I also approve heartily, Brotherly Leader, of your plan to divide Switzerland up into three bits to be handed over to the Germans, the Italians and the French. I disagree, though with your planned distribution: instead of giving the German bit to the Germans, the French bit to the French and the Italian bit to the Italians, to really set the cat among the pigeons, Italy should take over the German bit, France should take over the Italian and Germany the French bit. What larks, then, King of Kings of Africa, what larks! And as for the 35 000 or so Swiss citizens who speak Rumantch, well they are all in the canton of Graubünden and can form their own republic.

 

That proposal was clearly and directly in proportion to the insult suffered by Libya in the two-day arrest of its two nationals. But I have just this week learned that you have declared a jihad against Switzerland. Now, my Islamic scholarship is a little on the rusty side, so I am not entirely sure that you, Brotherly Leader, can actually declare a jihad. And I seem to recall reading that according to the hadith, when asked what kind of jihad is better, the Prophet Muhammad (Blessings be upon His Name!) replied, "A word of truth in front of an oppressive ruler!" I also read somewhere that the Prophet also said "The best mujahid is the one who strives against his own self for Allah, The Mighty and Majestic." Now, you may of course be against this more personal touchy-feely notion of jihad as a spiritual struggle over one's baser nature, a struggle to be the best person one can be in the eyes of Allah, you may consider it an OprahWinfreyCation of Islam, no doubt you favour the blood and thunder type of jihad to be fought against apostates and high way robbbers and the Swiss.

 

Now Brotherly Leader, before your proceed further on the details of this jihad, its means of execution, its intensity and duration and so on and the rewards to be offered to the mujahideen, may I ask just one, small, teeny tiny question?

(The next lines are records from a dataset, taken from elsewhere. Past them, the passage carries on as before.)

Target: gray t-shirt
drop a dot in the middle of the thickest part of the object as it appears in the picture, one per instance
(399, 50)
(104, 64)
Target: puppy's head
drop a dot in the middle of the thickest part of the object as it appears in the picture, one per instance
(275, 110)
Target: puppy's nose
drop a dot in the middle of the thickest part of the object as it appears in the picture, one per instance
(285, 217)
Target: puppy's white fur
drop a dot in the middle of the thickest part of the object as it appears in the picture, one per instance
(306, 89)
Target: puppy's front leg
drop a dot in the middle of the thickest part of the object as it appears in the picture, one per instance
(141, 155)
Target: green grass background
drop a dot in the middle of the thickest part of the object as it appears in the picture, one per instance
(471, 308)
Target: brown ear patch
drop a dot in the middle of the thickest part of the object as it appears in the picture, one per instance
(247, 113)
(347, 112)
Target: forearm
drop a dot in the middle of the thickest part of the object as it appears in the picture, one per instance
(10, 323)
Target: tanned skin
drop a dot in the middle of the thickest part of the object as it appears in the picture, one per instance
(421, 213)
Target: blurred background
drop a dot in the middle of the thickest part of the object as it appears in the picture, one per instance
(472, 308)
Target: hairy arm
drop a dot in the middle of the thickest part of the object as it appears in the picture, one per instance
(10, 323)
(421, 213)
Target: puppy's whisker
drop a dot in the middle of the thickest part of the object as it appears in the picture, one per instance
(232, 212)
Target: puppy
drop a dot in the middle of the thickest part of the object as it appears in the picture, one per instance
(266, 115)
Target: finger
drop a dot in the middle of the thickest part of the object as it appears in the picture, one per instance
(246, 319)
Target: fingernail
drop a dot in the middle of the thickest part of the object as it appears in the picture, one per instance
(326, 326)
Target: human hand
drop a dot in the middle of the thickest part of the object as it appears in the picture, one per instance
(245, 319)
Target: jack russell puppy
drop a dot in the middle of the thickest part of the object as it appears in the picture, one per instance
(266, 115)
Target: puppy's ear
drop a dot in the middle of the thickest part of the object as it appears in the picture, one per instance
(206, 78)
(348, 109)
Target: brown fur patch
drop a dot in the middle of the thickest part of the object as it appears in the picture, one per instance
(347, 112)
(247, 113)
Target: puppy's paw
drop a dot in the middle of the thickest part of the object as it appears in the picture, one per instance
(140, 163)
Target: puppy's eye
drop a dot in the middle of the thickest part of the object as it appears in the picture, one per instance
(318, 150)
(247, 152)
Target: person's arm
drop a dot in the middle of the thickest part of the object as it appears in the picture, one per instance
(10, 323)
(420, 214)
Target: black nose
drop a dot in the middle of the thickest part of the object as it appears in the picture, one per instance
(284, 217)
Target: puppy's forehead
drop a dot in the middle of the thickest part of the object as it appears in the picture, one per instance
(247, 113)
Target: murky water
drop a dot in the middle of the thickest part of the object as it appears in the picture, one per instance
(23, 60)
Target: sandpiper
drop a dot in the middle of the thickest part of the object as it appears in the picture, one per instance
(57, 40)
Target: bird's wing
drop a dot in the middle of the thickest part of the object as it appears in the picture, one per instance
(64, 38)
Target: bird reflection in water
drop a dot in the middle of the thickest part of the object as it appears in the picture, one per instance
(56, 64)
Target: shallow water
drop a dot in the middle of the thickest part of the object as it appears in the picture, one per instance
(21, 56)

This is not to derail you in your plans or anything, but I simply have to know ... being King of Kings of Africa, you will appreciate it, I am sure, you will indeed demand, that I ask you this question in my own language. This, Brotherly Leader is my question. Ndiko kwatasvitsana here uku nhai Brotherly Leader vadikani? Or, to put it very succintly, in the language of the Great Satan: Really, now, Muammar? A jihad? Really?

 

Yours very sincerely, Petina Gappah

 

Do please pass my regards to the wives and kids, particularly that dear, rambunctious rascal, Hannibal.